Modeling and optimization of an algal-based sewage treatment and resource recovery (STaRR) system

Abstract

This paper presents modeling and optimization of an algal-based sewage treatment and resource recovery (STaRR) system composed of the following subprocesses: S,1) mixotrophic algal sewage treatment; S,2) hydrothermal liquefaction (HTL) of the resulting algal biomass; S,3) phosphorus recovery from the solid HTL char via leaching and precipitation; and S,4) nitrogen recovery from the HTL aqueous phase via a gas-permeable membrane (GPM). Specific models for the above subprocesses have been developed and validated in previous studies. Here, those models are integrated to optimize the STaRR system based on operating cost and profit to reduce wastewater treatment costs.

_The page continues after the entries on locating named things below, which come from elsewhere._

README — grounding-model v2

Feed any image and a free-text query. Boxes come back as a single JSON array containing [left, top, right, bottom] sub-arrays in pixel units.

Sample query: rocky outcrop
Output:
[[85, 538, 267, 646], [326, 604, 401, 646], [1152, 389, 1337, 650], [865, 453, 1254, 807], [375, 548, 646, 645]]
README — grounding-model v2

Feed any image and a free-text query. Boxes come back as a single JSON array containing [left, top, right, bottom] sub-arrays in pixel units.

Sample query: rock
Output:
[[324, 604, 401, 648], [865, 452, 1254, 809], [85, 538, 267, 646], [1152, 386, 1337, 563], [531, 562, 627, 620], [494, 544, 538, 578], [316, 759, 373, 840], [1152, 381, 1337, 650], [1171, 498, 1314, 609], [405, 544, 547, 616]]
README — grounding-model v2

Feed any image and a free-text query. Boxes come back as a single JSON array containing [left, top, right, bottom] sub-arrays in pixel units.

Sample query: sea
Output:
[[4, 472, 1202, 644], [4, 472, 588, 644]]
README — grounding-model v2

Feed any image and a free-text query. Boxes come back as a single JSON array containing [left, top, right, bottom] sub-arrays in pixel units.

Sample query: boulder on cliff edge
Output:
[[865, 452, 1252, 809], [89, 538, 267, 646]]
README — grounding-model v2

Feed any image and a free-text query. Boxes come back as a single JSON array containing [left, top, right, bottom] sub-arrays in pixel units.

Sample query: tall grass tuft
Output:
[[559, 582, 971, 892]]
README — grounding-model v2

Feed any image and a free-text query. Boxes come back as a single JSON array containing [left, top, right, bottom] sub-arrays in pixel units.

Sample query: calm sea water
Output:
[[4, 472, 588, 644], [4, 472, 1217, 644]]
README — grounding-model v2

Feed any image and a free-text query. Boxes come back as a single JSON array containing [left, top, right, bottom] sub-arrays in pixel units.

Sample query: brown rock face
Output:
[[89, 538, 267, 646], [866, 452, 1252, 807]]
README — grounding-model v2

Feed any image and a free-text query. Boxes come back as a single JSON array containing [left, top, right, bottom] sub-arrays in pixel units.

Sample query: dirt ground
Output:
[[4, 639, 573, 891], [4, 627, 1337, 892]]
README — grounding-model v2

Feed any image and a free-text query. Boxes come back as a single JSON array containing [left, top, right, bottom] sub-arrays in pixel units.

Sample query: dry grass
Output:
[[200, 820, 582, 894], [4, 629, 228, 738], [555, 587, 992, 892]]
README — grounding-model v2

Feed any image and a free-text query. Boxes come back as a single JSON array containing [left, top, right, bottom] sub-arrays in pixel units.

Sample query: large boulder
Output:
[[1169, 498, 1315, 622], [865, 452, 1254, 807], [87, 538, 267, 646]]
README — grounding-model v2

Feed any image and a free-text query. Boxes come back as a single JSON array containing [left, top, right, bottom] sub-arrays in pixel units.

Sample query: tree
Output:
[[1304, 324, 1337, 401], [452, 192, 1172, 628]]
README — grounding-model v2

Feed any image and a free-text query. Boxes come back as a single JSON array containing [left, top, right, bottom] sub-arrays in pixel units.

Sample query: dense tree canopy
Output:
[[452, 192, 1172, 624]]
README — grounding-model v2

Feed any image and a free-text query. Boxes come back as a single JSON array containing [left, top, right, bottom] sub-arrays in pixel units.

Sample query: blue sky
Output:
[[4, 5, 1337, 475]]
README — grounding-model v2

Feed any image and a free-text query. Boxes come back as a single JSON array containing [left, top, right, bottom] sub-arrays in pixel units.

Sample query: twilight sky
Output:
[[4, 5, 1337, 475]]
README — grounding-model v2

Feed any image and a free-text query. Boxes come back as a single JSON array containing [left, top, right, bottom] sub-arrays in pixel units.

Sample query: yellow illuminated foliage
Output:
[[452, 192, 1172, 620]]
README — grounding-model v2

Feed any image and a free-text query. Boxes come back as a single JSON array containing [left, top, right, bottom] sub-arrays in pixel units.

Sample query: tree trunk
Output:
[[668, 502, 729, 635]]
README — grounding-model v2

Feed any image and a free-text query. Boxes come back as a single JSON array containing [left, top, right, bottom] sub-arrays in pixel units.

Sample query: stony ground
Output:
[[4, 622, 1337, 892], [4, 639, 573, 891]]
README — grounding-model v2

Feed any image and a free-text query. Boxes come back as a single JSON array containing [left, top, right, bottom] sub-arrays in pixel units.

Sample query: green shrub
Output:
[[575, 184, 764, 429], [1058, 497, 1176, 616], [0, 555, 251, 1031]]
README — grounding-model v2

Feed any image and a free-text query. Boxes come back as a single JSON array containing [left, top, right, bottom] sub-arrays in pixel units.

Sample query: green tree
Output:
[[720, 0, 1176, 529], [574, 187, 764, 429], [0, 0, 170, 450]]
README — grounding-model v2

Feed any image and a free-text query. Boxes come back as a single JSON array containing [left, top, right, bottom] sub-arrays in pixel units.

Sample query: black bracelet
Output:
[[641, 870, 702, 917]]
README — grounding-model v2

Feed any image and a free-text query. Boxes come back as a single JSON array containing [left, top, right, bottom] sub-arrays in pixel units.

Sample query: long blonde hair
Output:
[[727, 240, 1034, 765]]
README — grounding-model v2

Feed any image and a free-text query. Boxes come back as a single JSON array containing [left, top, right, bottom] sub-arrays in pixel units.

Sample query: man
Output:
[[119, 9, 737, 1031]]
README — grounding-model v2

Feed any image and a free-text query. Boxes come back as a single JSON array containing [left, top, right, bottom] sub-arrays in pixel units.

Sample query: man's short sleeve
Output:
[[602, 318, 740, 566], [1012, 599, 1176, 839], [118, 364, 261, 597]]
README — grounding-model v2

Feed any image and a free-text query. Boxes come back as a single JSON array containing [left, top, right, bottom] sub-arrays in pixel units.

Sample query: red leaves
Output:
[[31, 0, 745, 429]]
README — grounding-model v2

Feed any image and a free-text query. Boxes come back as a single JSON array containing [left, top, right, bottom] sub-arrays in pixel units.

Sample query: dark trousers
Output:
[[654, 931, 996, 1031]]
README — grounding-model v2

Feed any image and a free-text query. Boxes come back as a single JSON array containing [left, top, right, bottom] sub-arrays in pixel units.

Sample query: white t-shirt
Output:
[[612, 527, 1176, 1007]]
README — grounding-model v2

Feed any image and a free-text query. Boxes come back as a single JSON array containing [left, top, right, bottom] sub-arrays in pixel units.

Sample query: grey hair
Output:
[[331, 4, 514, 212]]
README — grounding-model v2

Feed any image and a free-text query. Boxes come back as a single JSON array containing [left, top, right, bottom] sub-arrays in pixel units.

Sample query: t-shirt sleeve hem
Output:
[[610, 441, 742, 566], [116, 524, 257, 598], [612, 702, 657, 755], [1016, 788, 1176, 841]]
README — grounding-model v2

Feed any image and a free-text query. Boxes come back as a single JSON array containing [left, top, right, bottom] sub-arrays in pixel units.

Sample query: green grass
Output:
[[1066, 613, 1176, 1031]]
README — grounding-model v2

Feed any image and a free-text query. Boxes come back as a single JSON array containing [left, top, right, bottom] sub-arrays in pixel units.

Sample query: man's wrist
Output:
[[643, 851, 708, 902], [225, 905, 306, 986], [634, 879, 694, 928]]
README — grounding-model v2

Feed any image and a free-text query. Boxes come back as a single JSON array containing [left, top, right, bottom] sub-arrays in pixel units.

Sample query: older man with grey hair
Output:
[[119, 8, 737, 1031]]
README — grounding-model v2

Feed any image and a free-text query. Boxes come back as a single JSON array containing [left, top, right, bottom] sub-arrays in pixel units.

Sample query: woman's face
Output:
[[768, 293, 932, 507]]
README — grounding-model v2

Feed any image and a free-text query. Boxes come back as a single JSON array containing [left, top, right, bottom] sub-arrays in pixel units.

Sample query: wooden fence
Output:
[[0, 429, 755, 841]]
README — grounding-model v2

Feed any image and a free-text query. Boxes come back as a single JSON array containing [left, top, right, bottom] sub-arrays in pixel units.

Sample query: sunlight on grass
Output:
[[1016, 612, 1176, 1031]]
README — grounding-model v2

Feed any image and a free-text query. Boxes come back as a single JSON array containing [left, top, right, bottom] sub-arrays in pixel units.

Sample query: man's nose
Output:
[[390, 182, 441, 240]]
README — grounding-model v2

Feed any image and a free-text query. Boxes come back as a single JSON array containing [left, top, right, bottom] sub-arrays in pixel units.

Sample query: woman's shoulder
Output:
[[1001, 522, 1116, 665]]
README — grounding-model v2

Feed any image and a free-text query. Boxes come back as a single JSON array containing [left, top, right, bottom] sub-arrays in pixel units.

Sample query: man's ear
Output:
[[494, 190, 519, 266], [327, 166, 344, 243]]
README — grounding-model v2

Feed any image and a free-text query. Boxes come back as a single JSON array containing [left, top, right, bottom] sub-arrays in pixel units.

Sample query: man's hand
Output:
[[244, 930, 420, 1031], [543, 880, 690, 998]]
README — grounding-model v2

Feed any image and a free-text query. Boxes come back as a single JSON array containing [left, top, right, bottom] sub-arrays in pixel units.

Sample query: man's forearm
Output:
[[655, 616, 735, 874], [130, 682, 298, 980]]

The following operational conditions were identified as optimal for the STaRR system: 1) fed-batch cycle time of 3 d for S,1; 2) temperature of 350 °C, process time of 1 h, and biomass content of 20 wt% for S,2; 3) temperature of 60 °C, process time of 72 h, alkali concentration of 0.5 M NaOH, alkali eluent-to-char (L:S) ratio of 20 with mixing at 20 rpm to recover calcium phosphate in S,3; and 4) process time of 70 h and a membrane area:feed volume ratio of 2.32 m2/m3 for S,4. Under these optimal conditions, the STaRR system incurred 20% lower operating costs than the pre-optimization version with a different P recovery process and without N-recovery via GPM. The optimized STaRR system recovered 69.1 ± 2.4% of P in the primary effluent as calcium phosphate and 42.9 ± 1.9% of N as ammonium sulfate at an operating cost of $0.20/m3 of primary effluent.